Edit: Maybe I should get a couple of these?

Edit2: Do I need to get a restrictor plate as well?

@Shraft - well i mean u have everything you need there really, but yes ur probably going to need more wire, and you don’t “need” a restrictor gate, the stick should come with everything you need outside of the extra wiring and QD’s, everything else is optional

BTW, the JLF-TM-8T-SK fits pretty much at the “exact” clearance needed without the grinding previous ppl have spoke of, even with the mounting plate. only time i feel it grinding against the housing is when i put pressure on the stick…like if i’m playing with the box on my lap and i lean on the box or if your the type that pushes the joystick down when you play then yes it will grind, but when if i put the stick on a flat surface or if u learn to play with more finesse than you should be fine lol

So as per the example quoted above, I went ahead and did the same thing; got rid of the circuit board unto which the buttons were soldered, bought some wire, butt connectors and quick disconnects and made this:

(You have to daisy chain the ground wire)

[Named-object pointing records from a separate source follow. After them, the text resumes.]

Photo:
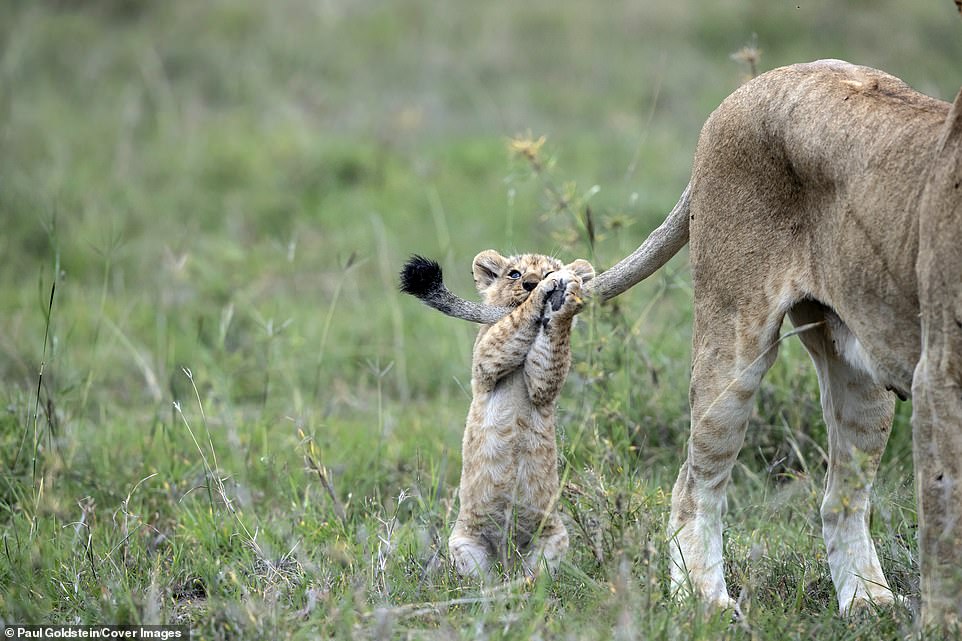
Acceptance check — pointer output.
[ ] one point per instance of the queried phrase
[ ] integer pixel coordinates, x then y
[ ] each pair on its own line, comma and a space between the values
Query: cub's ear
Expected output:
583, 269
487, 267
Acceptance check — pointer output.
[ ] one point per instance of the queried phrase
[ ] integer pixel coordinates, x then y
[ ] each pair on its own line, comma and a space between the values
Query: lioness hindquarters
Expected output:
509, 478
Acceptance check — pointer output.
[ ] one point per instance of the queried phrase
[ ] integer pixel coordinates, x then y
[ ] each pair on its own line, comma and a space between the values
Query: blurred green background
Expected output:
229, 188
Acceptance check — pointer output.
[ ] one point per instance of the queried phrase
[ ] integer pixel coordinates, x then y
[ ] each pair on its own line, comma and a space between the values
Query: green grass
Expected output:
243, 426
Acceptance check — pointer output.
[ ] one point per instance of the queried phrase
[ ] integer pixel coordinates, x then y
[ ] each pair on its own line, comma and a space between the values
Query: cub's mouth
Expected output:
557, 297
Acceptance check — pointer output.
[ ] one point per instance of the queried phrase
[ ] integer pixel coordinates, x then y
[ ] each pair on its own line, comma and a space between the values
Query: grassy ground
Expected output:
241, 425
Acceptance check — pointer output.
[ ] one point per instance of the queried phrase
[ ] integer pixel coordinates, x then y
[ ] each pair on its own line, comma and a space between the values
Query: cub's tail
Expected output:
422, 278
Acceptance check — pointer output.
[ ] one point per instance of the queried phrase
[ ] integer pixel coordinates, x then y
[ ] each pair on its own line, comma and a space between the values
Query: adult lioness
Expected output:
813, 195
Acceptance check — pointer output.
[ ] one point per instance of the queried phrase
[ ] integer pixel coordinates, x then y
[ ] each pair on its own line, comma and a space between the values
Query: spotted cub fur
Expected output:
509, 478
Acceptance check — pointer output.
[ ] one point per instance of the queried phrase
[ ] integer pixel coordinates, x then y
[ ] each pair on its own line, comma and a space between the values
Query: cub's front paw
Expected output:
566, 300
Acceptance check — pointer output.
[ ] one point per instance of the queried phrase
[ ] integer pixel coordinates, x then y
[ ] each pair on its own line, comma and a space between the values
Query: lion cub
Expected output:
509, 477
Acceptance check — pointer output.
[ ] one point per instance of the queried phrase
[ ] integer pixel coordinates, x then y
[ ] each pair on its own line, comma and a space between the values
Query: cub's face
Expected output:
506, 281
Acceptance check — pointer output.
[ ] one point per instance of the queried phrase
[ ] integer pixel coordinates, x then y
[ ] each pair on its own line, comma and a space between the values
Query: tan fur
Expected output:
805, 201
509, 477
829, 193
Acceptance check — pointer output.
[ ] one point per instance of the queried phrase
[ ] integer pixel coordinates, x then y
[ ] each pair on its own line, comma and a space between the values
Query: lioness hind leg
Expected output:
548, 548
858, 414
469, 554
730, 356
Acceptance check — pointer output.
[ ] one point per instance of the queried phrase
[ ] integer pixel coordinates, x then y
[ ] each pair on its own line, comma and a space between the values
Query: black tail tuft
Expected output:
420, 276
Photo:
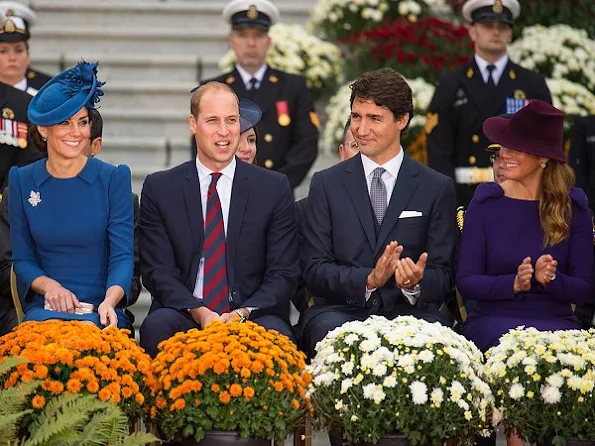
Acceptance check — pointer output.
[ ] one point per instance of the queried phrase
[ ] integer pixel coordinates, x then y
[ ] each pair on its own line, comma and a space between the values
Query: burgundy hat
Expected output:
537, 129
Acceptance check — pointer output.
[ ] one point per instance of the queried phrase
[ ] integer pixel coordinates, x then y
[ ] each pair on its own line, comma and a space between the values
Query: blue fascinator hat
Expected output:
250, 114
65, 94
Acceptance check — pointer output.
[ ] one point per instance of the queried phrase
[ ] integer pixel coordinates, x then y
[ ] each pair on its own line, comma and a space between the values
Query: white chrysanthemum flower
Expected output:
555, 380
550, 394
426, 356
437, 396
346, 384
419, 392
517, 391
379, 370
390, 382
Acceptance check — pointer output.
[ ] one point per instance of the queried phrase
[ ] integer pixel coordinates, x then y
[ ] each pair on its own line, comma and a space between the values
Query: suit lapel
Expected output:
194, 205
406, 184
240, 191
355, 183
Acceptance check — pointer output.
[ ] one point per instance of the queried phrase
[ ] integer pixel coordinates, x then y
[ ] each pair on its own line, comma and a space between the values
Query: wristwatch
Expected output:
241, 314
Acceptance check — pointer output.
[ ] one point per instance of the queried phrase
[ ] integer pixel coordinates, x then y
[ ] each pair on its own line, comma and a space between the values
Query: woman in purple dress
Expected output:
526, 251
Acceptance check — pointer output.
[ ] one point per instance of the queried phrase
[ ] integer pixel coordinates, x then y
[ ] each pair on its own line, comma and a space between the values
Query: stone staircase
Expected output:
151, 54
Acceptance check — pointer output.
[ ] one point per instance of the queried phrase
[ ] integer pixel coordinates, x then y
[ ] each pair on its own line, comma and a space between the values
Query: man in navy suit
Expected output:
197, 273
380, 228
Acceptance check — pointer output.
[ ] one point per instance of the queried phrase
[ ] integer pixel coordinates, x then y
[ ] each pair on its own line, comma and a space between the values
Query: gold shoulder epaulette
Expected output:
461, 217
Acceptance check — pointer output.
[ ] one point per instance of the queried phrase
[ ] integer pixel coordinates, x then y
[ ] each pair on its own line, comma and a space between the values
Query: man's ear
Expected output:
192, 124
402, 122
96, 145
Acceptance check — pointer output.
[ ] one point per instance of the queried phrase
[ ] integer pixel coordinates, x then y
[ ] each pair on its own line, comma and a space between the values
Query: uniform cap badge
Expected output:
252, 12
519, 94
7, 113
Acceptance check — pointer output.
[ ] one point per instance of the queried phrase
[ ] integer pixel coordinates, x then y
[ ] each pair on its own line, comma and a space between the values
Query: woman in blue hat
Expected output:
70, 215
250, 115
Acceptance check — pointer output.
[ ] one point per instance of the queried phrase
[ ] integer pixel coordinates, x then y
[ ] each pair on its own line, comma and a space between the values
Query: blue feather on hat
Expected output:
65, 94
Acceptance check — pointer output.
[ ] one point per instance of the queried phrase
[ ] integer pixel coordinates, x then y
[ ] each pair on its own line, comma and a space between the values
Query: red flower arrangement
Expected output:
423, 48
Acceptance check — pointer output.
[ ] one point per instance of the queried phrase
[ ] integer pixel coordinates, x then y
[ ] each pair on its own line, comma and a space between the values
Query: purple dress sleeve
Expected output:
473, 280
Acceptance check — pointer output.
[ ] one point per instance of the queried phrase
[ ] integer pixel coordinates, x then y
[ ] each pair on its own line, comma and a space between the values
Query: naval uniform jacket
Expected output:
459, 107
288, 131
15, 147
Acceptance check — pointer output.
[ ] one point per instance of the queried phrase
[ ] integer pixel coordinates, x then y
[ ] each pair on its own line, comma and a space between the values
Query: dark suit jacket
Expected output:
7, 311
582, 155
461, 103
261, 250
341, 245
289, 149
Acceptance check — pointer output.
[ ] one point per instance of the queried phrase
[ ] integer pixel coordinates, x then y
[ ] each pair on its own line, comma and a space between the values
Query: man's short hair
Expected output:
96, 123
200, 91
386, 88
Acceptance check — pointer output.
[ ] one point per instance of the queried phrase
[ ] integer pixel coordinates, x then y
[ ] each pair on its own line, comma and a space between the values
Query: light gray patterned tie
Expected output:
378, 194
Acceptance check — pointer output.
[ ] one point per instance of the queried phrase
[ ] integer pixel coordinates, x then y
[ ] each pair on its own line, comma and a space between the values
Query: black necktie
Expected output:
491, 69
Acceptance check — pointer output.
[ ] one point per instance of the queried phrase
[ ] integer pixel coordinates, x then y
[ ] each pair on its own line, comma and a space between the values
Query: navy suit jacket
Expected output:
261, 251
343, 244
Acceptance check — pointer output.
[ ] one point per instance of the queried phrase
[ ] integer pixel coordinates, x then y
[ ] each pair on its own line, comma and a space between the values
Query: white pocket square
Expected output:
409, 214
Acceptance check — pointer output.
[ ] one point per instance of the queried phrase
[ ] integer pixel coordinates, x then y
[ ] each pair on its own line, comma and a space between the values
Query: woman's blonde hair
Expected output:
555, 206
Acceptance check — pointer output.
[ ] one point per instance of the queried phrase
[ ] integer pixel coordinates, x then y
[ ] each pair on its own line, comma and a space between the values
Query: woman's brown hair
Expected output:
37, 140
42, 145
555, 205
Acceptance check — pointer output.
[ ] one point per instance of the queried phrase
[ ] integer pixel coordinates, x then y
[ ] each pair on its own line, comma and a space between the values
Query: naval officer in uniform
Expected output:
288, 132
488, 85
15, 21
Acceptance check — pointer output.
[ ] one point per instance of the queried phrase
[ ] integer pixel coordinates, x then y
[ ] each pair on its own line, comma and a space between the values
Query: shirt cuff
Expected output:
369, 292
413, 294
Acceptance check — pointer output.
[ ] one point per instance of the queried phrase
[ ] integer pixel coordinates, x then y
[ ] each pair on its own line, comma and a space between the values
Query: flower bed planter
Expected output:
216, 438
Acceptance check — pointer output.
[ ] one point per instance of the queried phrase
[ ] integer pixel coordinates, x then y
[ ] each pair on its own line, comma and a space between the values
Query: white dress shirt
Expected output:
259, 75
389, 177
500, 65
224, 185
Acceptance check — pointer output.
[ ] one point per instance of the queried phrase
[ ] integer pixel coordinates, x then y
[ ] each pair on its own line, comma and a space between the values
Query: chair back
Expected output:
15, 295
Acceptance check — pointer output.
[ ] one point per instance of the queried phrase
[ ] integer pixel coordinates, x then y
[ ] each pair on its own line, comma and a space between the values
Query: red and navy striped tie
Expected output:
215, 290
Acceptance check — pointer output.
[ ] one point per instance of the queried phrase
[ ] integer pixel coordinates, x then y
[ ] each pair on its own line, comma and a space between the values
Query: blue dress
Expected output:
77, 231
499, 232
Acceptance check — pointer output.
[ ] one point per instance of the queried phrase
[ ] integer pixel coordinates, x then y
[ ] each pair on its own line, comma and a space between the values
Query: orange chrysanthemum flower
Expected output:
230, 368
38, 402
80, 358
235, 390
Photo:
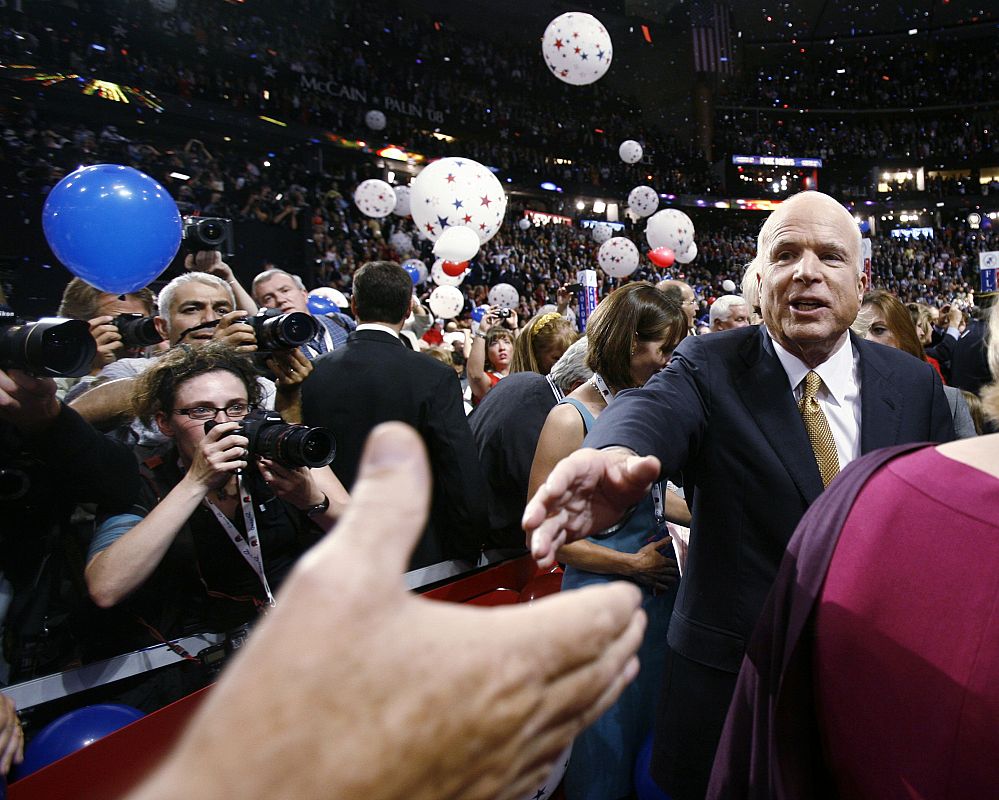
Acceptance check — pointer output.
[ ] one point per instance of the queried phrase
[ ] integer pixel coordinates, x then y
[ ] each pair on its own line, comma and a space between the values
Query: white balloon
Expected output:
670, 228
401, 200
618, 257
331, 294
602, 232
375, 120
688, 255
577, 48
441, 278
453, 192
643, 200
630, 151
446, 302
374, 198
419, 265
402, 242
548, 787
504, 295
457, 244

I bought a jlf-tm-8t-sk, which doesn’t come with a PCB like the 8yt which is found in the SE/TE sticks… (I wish I had known that before ordering lol), so I had to set-up more QDs:

Will post pics of the full stick later

I’d really have to recommend either getting one without the mounting plate, or removing the mounting plate if you do get one. Those spots to screw down the mounting plate are nice, but with the mounting plate, it WILL make contact with the plastic on the bottom. Mounting without the plate should be about the same difficulty, and prevent that contact.

see that was my initial problem with it, i tried to drill thru the holes on the gate but the screws don’t clear the assembly to get to the case, i tried to buy new screws from home depot but the thread sizes wouldn’t work right…i’m sure ymmv with that but using the mounting plate was easier imo, either way it’s not like ur “stuck” doing it one way or the other, i’d agree if you can get it on without the mounting plate the clearance is much better, but the stick will obviously mount slightly higher (probably not an issue in practice but good to note), i think the stick mounts at the original Hori stick mount height if you use the mounting plate tho…honestly tho i have Zero problems with the mounting plate and mine isn’t constantly grinding so again ymmv.

i guess in the end it is really personal preference, if using the mount plate grinds then don’t use it, if it doesn’t then great

and done.

To print the artwork, do you print it as a Letter size or as a different size?

Also this too will be my first stick mod with soldering involved (And first ever time soldering period…) I got spoiled and pampered dealing with SE/TE/HRAP 3 and their already installed QDs, so I expect this to be a really messy job… This will be fun…

I used the template quoted below. Printing it true to size actually won’t fit on an 8.5 x 11 so you’ll need something slightly bigger. I personally got it printed at a local business on glossy paper, got it laminated and used spray adhesive to glue it onto the metal plate.

Also, I didn’t have to solder anything at all. I would simply strip the wires a tad longer than I’d need to normally, folded the excess so as to get a thicker end, slide it in the QDs/BCs and crimped them in with pliers.

Also, I do get a bit of a grinding with the stick… the bottom plate is about 5mm thick so I might just grind out 2-3mms and see how it feels. edit: yup, works just fine now.